Quantized topological energy pumping and Weyl points in Floquet synthetic dimensions with a driven-dissipative photonic molecule

Abstract: Topological effects manifest in a wide range of physical systems, such as solid crystals, acoustic waves, photonic materials and cold atoms. These effects are characterized by `topological invariants' which are typically integer-valued, and lead to robust quantized channels of transport in space, time, and other degrees of freedom. The temporal channel, in particular, allows one to achieve higher-dimensional topological effects, by driving the system with multiple incommensurate frequencies. However, dissipation is generally detrimental to such topological effects, particularly when the systems consist of quantum spins or qubits. Here we introduce a photonic molecule subjected to multiple RF/optical drives and dissipation as a promising candidate system to observe quantized transport along Floquet synthetic dimensions. Topological energy pumping in the incommensurately modulated photonic molecule is enhanced by the driven-dissipative nature of our platform.
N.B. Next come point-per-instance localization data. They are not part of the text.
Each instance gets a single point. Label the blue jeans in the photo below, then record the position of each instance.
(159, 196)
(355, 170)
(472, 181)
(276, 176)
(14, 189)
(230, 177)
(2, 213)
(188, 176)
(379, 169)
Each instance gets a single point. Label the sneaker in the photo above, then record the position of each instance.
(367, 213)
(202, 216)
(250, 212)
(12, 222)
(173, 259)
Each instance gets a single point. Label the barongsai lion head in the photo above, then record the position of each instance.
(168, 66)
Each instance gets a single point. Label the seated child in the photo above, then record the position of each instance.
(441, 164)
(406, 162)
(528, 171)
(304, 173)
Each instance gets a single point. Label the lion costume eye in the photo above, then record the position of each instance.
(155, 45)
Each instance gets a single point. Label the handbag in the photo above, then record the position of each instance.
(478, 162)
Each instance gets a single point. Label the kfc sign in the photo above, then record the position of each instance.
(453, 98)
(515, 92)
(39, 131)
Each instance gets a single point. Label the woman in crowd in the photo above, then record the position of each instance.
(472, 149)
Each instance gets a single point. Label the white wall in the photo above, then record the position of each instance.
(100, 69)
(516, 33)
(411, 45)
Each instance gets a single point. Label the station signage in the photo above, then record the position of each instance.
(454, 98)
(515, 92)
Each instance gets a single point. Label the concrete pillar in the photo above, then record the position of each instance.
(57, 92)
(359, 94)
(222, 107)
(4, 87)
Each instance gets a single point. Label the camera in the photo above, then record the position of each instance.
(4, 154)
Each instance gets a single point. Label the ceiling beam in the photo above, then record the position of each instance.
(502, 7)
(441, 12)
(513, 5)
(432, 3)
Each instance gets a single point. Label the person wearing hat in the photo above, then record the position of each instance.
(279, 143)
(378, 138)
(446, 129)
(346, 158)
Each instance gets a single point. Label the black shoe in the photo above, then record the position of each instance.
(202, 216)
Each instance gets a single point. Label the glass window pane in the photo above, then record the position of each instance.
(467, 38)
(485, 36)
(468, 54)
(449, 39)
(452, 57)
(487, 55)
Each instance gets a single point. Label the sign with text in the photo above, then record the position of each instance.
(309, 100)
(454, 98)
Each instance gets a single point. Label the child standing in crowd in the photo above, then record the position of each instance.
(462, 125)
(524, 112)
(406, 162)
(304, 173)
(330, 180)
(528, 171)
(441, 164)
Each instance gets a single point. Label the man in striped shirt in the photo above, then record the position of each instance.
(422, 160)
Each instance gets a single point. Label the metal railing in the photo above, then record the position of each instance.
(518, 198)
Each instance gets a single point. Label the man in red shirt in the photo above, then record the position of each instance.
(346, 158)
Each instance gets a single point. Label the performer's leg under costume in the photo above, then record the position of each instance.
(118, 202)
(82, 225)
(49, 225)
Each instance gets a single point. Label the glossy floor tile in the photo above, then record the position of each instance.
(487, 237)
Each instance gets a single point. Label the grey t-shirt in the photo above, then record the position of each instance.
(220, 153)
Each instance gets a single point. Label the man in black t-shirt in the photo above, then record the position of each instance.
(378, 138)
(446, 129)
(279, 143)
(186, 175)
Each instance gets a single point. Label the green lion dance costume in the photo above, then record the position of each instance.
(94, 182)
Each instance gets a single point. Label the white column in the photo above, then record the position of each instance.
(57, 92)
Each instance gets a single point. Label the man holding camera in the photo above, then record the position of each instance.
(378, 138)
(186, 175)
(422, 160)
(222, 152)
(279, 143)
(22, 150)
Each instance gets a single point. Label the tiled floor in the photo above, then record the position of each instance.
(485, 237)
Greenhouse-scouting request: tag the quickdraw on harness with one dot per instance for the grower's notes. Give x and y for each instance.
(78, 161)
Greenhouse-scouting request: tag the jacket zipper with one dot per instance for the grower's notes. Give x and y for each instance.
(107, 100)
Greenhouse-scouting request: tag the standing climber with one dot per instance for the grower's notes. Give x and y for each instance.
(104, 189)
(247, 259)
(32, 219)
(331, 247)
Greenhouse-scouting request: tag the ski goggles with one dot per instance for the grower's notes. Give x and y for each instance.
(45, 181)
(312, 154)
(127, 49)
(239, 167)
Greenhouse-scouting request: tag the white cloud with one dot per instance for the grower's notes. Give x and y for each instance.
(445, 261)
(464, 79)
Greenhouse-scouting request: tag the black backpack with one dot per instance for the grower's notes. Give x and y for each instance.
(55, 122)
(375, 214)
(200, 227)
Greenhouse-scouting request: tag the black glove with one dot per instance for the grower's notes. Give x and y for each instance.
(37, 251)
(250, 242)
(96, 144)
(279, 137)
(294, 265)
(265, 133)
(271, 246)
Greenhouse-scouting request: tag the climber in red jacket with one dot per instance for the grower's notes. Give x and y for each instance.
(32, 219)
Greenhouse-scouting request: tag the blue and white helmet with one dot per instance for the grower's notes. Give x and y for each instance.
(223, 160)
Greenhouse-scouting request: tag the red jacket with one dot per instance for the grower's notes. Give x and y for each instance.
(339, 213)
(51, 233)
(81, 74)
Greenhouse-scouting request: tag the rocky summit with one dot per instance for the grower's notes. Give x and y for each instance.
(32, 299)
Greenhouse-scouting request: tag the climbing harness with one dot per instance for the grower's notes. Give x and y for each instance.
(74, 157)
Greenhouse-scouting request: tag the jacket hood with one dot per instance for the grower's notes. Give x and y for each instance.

Furthermore, we provide a path to realizing Weyl points and measuring the Berry curvature emanating from these reciprocal-space ($k$-space) magnetic monopoles, illustrating the capabilities for higher-dimensional topological Hamiltonian simulation in this platform. Our approach enables direct $k$-space engineering of a wide variety of Hamiltonians using modulation bandwidths that are well below the free-spectral range (FSR) of integrated photonic cavities.